We've already seen Konami resurrect two of their most popular gaming franchises with WiiWare’s Gradius and Contra ReBirth, so it comes as no real surprise to see them giving the same treatment to yet another much-loved classic series: Castlevania: The Adventure ReBirth. Despite its title, this actually has very little in common with the original Game Boy release. Other than a couple of gameplay touches here and there, such as the flaming whip upgrade, you wouldn't know that this game even had anything to do with it. Instead ReBirth chooses a hodge-podge of classic 8- and 16-bit Castlevania ideas to form an all-new experience. So how exactly does this title stack up against past Castlevania classics?
The Adventure ReBirth takes many of the key elements from earlier entries and tosses in a few new tweaks here and there. The game allows you to select between Normal and Classic modes that affect the way your character handles in mid-air. Normal mode allows you to maneuver your character while he's airborne, whereas Classic mode allows for no control once off the ground. It's more a matter of personal preference than anything, although Normal does make the game a bit more playable and the control a bit more precise. Of course it wouldn't be a Castlevania game without the whip and special weapons, two elements that are firmly intact here. Take the whip, for example: when upgraded completely, it’ll shoot fireballs off the tip.

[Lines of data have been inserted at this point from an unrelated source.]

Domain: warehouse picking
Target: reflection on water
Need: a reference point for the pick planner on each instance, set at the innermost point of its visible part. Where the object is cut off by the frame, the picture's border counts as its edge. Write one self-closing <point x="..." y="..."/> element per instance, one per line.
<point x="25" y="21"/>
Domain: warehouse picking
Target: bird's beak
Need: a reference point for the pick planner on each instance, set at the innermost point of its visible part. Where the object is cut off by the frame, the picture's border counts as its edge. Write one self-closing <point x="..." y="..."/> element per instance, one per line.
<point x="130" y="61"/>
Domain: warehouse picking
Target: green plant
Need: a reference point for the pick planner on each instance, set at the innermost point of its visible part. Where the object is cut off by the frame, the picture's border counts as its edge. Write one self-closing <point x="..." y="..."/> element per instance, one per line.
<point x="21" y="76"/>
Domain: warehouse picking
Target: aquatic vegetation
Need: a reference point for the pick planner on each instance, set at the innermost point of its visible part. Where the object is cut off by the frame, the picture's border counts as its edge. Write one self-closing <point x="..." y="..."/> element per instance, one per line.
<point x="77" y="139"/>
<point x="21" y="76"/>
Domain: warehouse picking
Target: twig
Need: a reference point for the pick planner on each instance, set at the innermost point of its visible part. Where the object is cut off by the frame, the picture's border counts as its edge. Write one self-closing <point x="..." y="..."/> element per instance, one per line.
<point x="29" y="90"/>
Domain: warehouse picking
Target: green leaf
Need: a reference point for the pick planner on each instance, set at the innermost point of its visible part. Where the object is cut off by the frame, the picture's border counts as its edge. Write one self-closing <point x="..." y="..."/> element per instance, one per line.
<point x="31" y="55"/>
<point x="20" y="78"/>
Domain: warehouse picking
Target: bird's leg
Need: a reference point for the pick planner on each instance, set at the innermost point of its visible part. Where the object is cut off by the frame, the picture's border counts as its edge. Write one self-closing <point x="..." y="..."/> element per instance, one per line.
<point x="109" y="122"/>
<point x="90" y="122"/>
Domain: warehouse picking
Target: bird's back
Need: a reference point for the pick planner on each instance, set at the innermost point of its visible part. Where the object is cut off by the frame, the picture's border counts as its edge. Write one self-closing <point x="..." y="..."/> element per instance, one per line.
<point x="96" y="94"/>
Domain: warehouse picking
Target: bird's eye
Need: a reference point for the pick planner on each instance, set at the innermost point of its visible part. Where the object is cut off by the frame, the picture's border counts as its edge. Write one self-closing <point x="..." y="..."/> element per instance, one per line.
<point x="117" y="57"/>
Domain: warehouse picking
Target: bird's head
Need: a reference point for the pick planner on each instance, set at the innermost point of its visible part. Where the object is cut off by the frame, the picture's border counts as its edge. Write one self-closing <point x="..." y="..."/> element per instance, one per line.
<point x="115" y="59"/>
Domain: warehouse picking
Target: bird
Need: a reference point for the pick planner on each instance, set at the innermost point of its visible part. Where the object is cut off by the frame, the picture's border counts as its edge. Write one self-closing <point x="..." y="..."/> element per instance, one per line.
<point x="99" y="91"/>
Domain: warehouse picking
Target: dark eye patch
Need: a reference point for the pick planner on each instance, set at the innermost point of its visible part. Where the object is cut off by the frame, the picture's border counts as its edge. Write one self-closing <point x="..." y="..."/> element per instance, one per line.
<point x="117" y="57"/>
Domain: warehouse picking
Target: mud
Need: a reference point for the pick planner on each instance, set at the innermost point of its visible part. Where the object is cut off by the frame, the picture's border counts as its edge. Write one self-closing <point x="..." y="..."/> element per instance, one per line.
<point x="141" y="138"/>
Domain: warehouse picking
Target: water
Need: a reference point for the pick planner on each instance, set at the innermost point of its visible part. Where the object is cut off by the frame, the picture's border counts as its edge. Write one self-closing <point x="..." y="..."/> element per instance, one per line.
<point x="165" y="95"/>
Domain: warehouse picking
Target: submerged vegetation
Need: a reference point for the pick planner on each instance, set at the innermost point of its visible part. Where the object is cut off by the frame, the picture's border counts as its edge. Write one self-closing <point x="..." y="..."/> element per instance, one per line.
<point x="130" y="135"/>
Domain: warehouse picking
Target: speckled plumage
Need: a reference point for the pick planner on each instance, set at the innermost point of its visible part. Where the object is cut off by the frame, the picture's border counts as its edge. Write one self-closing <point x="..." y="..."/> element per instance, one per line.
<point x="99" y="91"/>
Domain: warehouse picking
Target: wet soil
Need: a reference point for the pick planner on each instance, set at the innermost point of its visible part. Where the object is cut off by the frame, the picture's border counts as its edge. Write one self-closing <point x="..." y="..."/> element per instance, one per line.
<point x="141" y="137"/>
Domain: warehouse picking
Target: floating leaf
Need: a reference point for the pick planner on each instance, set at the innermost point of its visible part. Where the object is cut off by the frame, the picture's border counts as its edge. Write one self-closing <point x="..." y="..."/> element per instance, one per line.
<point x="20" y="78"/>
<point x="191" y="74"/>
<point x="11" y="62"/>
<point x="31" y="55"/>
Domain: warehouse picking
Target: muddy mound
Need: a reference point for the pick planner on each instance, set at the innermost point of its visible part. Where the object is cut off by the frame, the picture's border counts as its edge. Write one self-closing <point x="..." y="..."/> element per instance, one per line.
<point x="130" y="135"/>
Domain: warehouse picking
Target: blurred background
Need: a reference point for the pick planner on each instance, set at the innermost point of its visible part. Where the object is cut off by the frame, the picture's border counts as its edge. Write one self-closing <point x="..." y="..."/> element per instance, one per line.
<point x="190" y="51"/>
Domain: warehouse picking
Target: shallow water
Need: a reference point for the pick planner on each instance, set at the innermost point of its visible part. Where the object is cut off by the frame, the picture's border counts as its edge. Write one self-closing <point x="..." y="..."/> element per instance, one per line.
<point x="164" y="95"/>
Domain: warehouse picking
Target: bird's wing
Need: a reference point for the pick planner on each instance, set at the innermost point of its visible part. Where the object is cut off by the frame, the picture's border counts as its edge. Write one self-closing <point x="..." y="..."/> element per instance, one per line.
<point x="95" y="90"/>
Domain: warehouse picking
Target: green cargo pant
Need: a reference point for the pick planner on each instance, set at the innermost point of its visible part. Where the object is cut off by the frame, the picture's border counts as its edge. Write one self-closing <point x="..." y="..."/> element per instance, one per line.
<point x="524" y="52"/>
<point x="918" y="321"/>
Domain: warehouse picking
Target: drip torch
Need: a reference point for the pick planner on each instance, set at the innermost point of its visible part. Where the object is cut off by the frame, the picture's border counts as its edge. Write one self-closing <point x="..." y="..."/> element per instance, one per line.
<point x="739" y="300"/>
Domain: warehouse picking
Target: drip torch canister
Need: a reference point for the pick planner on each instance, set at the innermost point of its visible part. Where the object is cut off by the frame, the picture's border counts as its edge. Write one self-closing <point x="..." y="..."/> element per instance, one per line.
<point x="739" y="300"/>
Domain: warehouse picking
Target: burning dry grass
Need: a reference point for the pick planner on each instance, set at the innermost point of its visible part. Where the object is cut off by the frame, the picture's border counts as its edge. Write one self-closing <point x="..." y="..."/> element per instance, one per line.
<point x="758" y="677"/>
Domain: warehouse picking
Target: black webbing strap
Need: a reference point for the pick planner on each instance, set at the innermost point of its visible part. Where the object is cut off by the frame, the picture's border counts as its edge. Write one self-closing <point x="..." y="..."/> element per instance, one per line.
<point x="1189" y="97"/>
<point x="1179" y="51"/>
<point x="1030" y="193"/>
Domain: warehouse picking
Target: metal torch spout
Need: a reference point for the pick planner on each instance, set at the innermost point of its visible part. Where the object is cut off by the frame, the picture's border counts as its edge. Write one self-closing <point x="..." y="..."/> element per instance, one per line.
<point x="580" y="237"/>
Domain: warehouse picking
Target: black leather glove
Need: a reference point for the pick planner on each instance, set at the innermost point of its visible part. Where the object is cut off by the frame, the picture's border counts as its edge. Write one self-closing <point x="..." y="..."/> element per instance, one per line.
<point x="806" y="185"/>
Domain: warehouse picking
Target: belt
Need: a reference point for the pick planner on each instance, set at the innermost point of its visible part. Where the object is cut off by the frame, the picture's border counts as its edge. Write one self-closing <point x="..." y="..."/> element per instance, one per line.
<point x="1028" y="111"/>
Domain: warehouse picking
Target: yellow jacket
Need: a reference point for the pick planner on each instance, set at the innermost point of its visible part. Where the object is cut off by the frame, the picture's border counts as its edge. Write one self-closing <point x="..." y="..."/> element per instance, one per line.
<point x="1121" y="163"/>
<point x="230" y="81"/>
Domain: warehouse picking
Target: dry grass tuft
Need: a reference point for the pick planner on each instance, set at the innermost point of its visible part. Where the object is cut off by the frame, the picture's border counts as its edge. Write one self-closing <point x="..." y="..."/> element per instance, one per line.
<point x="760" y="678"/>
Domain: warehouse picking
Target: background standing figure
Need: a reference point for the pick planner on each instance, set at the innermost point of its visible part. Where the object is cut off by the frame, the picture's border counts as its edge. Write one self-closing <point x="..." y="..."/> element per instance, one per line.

ReBirth follows a more traditional approach to level design than the post-Symphony of the Night “Metroidvania” style: traverse levels with optional paths, slay some baddies, find keys and kill a really big baddie at the end. To go down the optional paths, you'll need special keys that demand you drop your special weapon to carry them, which can be a tricky trade-off at times, especially in some of the game's later, more difficult levels. That being said, these optional paths generally feature some very nice goodies if you're willing to take the time to gain access to them and hardcore fans will relish the challenge of locating them all.
There are three levels of difficulty and quite a few controller options too: the Wii Remote on its side, the Classic Controller, the Wii Remote and Nunchuk, or even a GameCube controller. Buttons can be remapped as you see fit, and this wide variety of input options is a very nice addition to the game and make the controls even more impressive.
This latest Castlevania installment isn't going to set new standards of originality, but what it does do is take many of the best elements from the classic releases and bundles them together in yet another solid Castlevania experience. Six lengthy levels, unique and challenging boss fights, and added variety with the optional pathways all come together to form a platforming adventure that's as much varied as it is enjoyable. Once again Konami have captured the magic of the Castlevania series and managed to cram it all into one of the more polished WiiWare releases to date.
The visuals tend to remain on a level at or just above that of the 16-bit releases. The color palette seems to be a bit wider, allowing for a more varied level of detail, but for the most part the game looks like it fits into a Super Nintendo. There are quite a few layers of parallax scrolling as well, adding a nice level of depth to the stages. You'll see everything from outdoor scenes to underground caverns, many of which take inspiration from levels seen in earlier entries. There's never a lack of variety in the many areas, and there’s plenty to see throughout its multiple pathways. Character animation is solid, and there are some absolutely enormous bosses that show a lot of visual flair in their level of detail and movements. Things can become a little blocky at times, but this is consistent with the 16-bit theme rather than a deficiency in the visual presentation.
If there's one aspect of this Castlevania reimagining that absolutely reeks of nostalgic value, it's the game's score. Every track in the game is basically a remixed version of a classic tune from the series’ past 8- and 16-bit games. Even the famous Vampire Killer track can be heard on the last stage of the game that should make long-time fans grin from ear to ear. It's also worth mentioning that these remixes are all extremely well done and even in their compressed form sound absolutely phenomenal, especially if you're lucky enough to own a nice sound system. Even the sound effects are all perfectly executed, many of them taken directly from previous Castlevanias for even more nostalgia. Konami have always put a great amount of time and care into creating the soundtracks for their Castlevania titles over the years and this WiiWare release is no exception.
There's certainly no denying that fans of classic Castlevania will find a lot to love about this new ReBirth release. Not only is it chock-full of classic moments, but the remixed soundtrack channeling the best of the series will quickly catch the ear of anyone who's spent time with the Belmonts. Sure, the game is a bit predictable at times and there aren't as many modern Castlevania conveniences as some might hope for, but at its core, this is yet another extremely playable and enjoyable 2D Castlevania experience. And when it comes right down to it, there could never be too much of that for diehard fans of the series, new or old. Priced reasonably at 1000 Nintendo Points, you're getting a lot of vampire-killing bang for your buck.